Accumulation of misfolded proteins as insoluble aggregates occurs in several neurodegenerative diseases. In Parkinson's disease (PD) and dementia with Lewy bodies (DLB), alpha-synuclein (alpha S) accumulates in insoluble inclusions. To identify soluble alpha S oligomers that precede insoluble aggregates, we probed the cytosols of mesencephalic neuronal (MES) cells, normal and alpha S-transgenic mouse brains, and normal, PD, and DLB human brains. All contained highly soluble oligomers of alpha S whose detection was enhanced by delipidation. Exposure of living MES neurons to polyunsaturated fatty acids (PUFAs) increased alpha S oligomer levels, whereas saturated FAs decreased them. PUFAs directly promoted oligomerization of recombinant alphaS. Transgenic mice accumulated soluble oligomers with age. PD and DLB brains had elevated amounts of the soluble, lipid-dependent oligomers. We conclude that alpha S interacts with PUFAs in vivo to promote the formation of highly soluble oligomers that precede the insoluble alpha S aggregates associated with neurodegeneration.

Higher levels of myelin phospholipids in brains of neuronal α-Synuclein transgenic mice precede myelin loss.

α-Synuclein is a protein involved in the pathogenesis of synucleinopathies, including Parkinson's disease (PD), dementia with Lewy bodies (DLB) and multiple system atrophy (MSA).

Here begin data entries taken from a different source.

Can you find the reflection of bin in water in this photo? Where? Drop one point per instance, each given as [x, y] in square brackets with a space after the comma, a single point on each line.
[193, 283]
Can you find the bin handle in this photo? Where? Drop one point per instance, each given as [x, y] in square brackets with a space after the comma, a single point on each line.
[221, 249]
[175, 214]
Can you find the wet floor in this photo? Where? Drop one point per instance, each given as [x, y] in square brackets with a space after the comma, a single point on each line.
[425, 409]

We investigated the role of neuronal α-Syn in myelin composition and abnormalities. The phospholipid content of purified myelin was determined by 31P NMR in two mouse lines modeling PD, PrP-A53T α-Syn and Thy-1 wt-α-Syn. Significantly higher levels of phospholipids were detected in myelin purified from brains of these α-Syn transgenic mouse models than in control mice. Nevertheless, myelin ultrastructure appeared intact. To further investigate the effect of α-Syn on myelin abnormalities, we systematically analyzed the striatum, a brain region associated with neurodegeneration in PD. An age and disease-dependent loss of myelin basic protein (MBP) signal was detected by immunohistochemistry in striatal striosomes (patches). The age-dependent loss of MBP signal was associated with lower P25α levels in oligodendrocytes. In addition, we found that α-Syn inhibited oligodendrocyte maturation and the formation of membranous sheets in vitro. Based on these results we concluded that neuronal α-Syn is involved in the regulation and/or maintenance of myelin phospholipid. However, axonal hypomyelination in the PD models is evident only in progressive stages of the disease and associated with α-Syn toxicity.

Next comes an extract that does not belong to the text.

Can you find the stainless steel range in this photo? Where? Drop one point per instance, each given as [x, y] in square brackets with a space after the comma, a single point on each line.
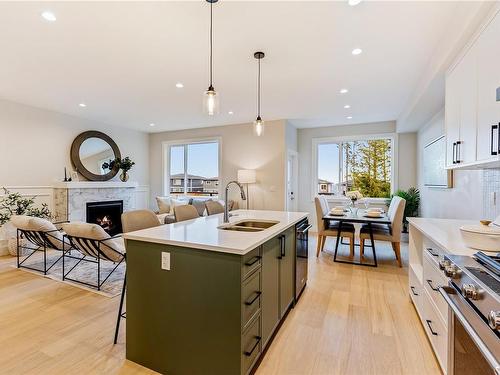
[473, 294]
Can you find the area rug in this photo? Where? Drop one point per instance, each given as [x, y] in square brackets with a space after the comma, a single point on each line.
[85, 271]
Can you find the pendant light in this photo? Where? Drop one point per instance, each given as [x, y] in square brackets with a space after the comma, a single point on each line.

Total and Proteinase K-Resistant α-Synuclein Levels in Erythrocytes, Determined by their Ability to Bind Phospholipids, Associate with Parkinson's Disease.

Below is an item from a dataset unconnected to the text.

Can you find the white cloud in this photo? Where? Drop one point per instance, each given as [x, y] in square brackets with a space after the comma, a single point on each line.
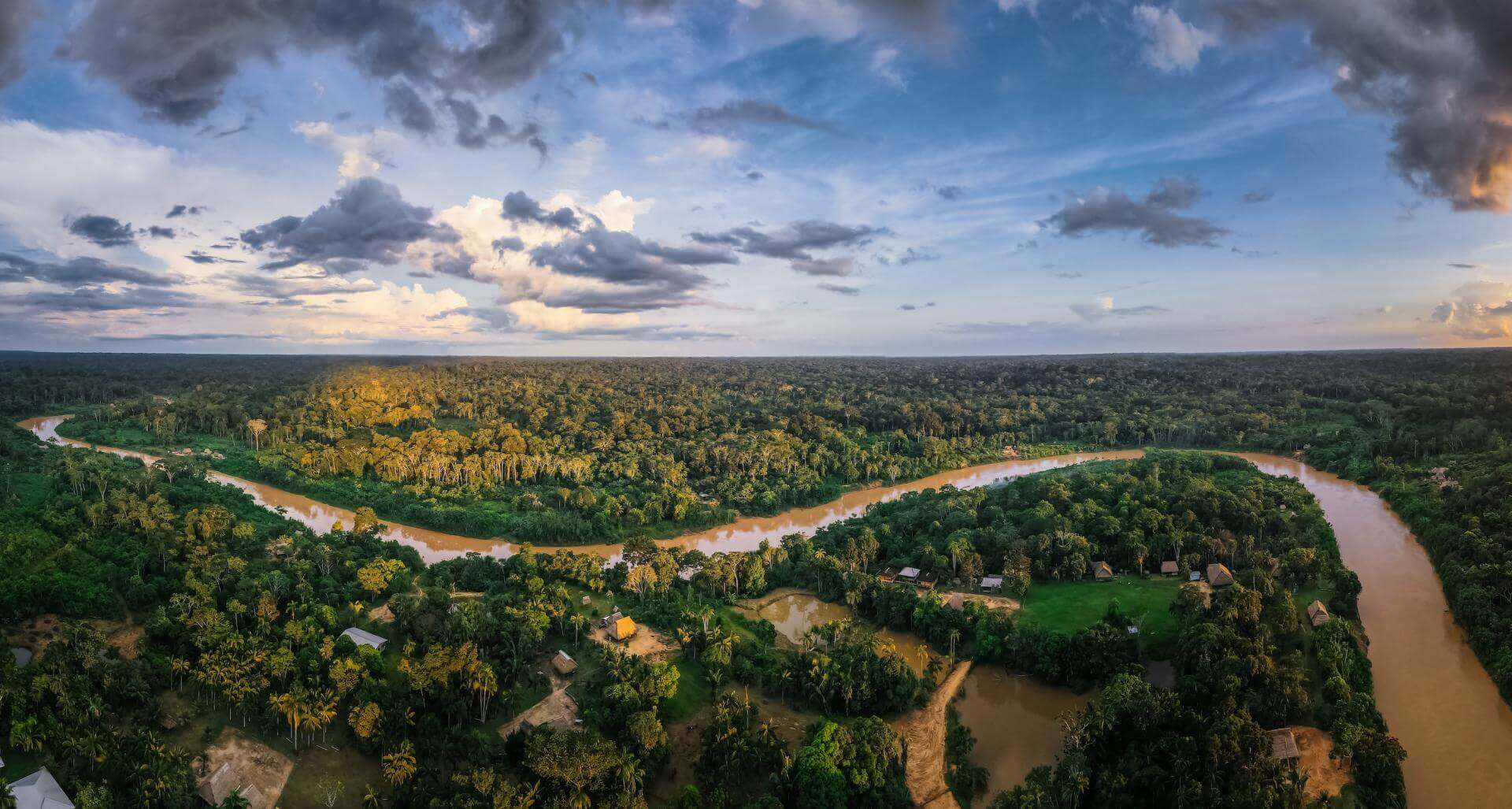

A marker for diagnosis of Parkinson's disease (PD), which reflects on the occurrence of peripheral pathogenic mechanisms, would potentially improve therapy. The significance of α-Synuclein (α-Syn) expression in red blood cells (RBC) is currently unclear. Here we investigated whether RBC's-expressed α-Syn may associate with PD. To this aim, we determined the levels of total and proteinase K-resistant α-Syn in samples of packed red blood cells (PRBCs). Twenty-one individuals with PD at various disease stages and 15 healthy controls, with similar demographic features, were recruited to this study. α-Syn levels were determined by their biochemical property to bind phospholipids, using a phospholipid-ELISA assay. A significantly lower ratio of total-to-proteinase K-resistant α-Syn levels was detected in PD patients than in the healthy control group. However, there was considerable overlap between the two groups. Suggesting a need for additional markers to be tested in combination with α-Syn levels. To the best of our knowledge, this is the first evidence for an association between RBCs-expressed α-Syn and pathogenic mechanisms involved in PD.